Evet, onların bu kararı çok küçük bir ihtimalle seçim sonuçlarına olumsuz bir etkide bulunacak. Abartılacak bir durum ortada yok. Ancak seçim sonuçlarına binde bir ihtimalle olumsuz etkide bulunacak bir adım atanların, bu olumsuz durumdan etkilenecek “müttefiklerini”, zindanlardaki tutukluları, tutuklanacak olanları düşünmesi ahlaki bir mesele değil mi?

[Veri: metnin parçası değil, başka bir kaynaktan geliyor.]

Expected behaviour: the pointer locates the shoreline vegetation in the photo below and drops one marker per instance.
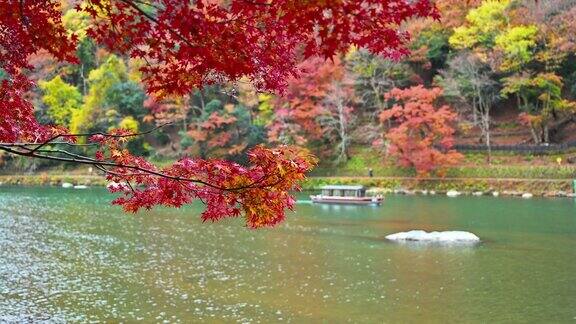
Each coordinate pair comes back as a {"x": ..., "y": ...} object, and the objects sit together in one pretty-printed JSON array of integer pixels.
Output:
[{"x": 544, "y": 187}]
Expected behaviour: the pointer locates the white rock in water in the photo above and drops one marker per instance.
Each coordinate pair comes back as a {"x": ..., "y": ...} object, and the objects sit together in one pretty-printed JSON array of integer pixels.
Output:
[
  {"x": 453, "y": 193},
  {"x": 435, "y": 237}
]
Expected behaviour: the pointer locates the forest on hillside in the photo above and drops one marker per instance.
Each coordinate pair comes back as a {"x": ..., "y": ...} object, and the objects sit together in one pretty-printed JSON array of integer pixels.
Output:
[{"x": 487, "y": 72}]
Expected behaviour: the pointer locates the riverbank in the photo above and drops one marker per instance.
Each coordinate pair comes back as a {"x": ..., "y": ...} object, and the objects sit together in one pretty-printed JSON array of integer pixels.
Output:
[{"x": 399, "y": 185}]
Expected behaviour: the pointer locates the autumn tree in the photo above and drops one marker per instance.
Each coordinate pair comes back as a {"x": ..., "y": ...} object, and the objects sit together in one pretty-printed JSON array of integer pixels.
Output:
[
  {"x": 187, "y": 45},
  {"x": 317, "y": 106},
  {"x": 422, "y": 136},
  {"x": 470, "y": 81},
  {"x": 61, "y": 98}
]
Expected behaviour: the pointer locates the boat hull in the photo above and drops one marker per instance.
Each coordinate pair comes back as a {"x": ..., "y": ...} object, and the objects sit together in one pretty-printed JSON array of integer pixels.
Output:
[{"x": 347, "y": 200}]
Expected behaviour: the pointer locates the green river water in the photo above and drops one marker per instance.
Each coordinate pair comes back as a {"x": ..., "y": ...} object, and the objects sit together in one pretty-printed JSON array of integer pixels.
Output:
[{"x": 68, "y": 256}]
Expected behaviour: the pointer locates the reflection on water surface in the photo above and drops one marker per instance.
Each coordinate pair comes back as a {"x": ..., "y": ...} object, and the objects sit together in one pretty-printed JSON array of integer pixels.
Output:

Burada seçimlerle ilgili kişisel öngörümü bir kere daha aktarmak isterim. Kılıçdaroğlu Başkan seçilirse, hiçbir reformist iyileşme olmayacak, beklentiler boşunadır, kurulacak hükümetin ömrü bir yıl, bilemedim iki yıldır. Devletin faşizm yanlısı çelik çekirdeği, eğer Kılıçdaroğlu seçilirse ona ancak bu kadar bir süre tanır. Erken seçimler, eğer darbe değilse, gündeme gelir. Kılıçdaroğlu’nu 1930’ların Alman devlet başkanı Mareşal Hindenburg haline getirebilirler. İhtiyar Mareşal nasıl Hitler’i şansölye yaptıysa, Kılıçdaroğlu’nun da Akşener’e iktidarı teslim etmesini dayatabilirler.

Her şey olabilir.

Bu her şeyin içinde bizim cenahın da her şey yapabileceğini unutmak olmaz. Kılıçdaroğlu’ndan Akşener’e geçilecek zaman diliminde devlet krizi devrimci duruma dönüşebilir. Bunu bir yana bırakalım. Seçim gecesi kritiktir. YSK Kılıçdaroğlu yüzde elliyi aşsa bile bir “sivil darbeyle” Erdoğan’ı başkan ilan edebilir. İşte o andan başlayarak en azından birkaç hafta, belki birkaç ay boyunca “devrim ve karşı devrim” güçleri “kim kimi” meselesini çözmek üzere karşı karşıya gelebilir.

Demem o ki, İttifak partileri bir yandan TBMM’ye maksimum güçle girmek için elden geleni yapmalı, bir yandan da “kim kimi” günlerine hazırlanmalı.

Her iki partimizin sorumlu bir tutum alacağına hala inancımı koruduğumu da ifade edeyim.